The road along which it traveled was no longer a deeply scarred trail, rutted through its clay surface by the hauling of lumber. It was metaled and smooth. There were many changes in the character of things hereabouts—all changes which attested that the curse of decay and hopeless sterility had been lifted. Off through a rift in the hills loomed the white concrete abutment of an aqueduct—and through the valley wound a railroad. A man might have walked many miles and come upon few deserted habitations, preyed upon by the twin vandals Time and Decay and staring blankly out through unglazed windows. What had once been a land of abandoned farms, a battle-ground where poverty had fought and defeated humanity, was now a land redeemed. Honest thrift and substantial comfort had crowned it with reclamation.
The church to which the hearse was making its way had also changed in aspect. The tumbledown building had become a more worthy house of worship, unelaborate, but renewed. Its belfry stood upright and on the Sabbath spoke out in the music of its chimes. Graves where once the headstones had teetered in neglect lay now in rows of ordered care, and those who slept in them no longer slept among the briars of over-grown thickets.
About the building, waiting for the coming of a new tenant in the acre of the dead, were gathered a score or more of neighbors, because the body which was to be laid to rest today had been, in life, the member of a family which they delighted to honor and respect.
Along the stone wall which skirted the road, and under the wild apple trees, were hitched the wagons and buggies that had brought them from many miles around, across the hills. Some of them came from houses far back where roads narrowed and grew precipitous.
Yet even among those who stood waiting in the churchyard near the reminder of an open grave, the lyric tunefulness of this June morning refused to surrender unconditionally to sadness. Off between the fence and the rising slope of the nearest hill a ripple ran across a yellow field of buckwheat and from a fence-post a golden-breasted lark sang merrily.
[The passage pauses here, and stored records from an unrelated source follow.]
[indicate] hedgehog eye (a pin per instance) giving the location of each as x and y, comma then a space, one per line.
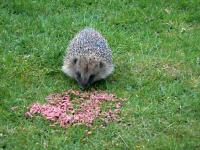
75, 60
91, 78
101, 64
78, 75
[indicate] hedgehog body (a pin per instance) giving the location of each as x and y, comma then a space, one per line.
88, 58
Those who had arrived earliest gossiped of such commonplace matters as make the round of life where small things take the place of large excitement, and their faces were not gloomy faces. Young men and girls among them were strolling apart, and the smiles in their eyes told that to them death was an incident, but June and love a nearer fact—a thing closer to their youth.
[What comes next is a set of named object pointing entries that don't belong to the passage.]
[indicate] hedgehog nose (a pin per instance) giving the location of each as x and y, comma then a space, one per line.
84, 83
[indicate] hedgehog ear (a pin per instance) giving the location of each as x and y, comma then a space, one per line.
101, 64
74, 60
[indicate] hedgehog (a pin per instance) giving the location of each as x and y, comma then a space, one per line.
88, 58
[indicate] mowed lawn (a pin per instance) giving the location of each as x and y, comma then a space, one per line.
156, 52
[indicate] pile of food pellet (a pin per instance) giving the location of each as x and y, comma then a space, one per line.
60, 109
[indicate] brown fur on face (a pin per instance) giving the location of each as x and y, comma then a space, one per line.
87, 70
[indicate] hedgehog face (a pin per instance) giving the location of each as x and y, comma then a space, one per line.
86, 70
Then around the turn came the procession which they awaited—a hearse, followed by several buck-boards and buggies.
At the open gate it halted and the pall-bearers lifted down the casket from its place, and bore it to the spot which had been prepared for its reception. There were no formal designs from the shop of any florist, but from every neighborhood garden had come contributions out of that wealth which this golden month was squandering in blossom. Roses and peonies and a brave display of those varied flowers that go in rows about old-fashioned gardens had been gathered and brought by sympathetic hands.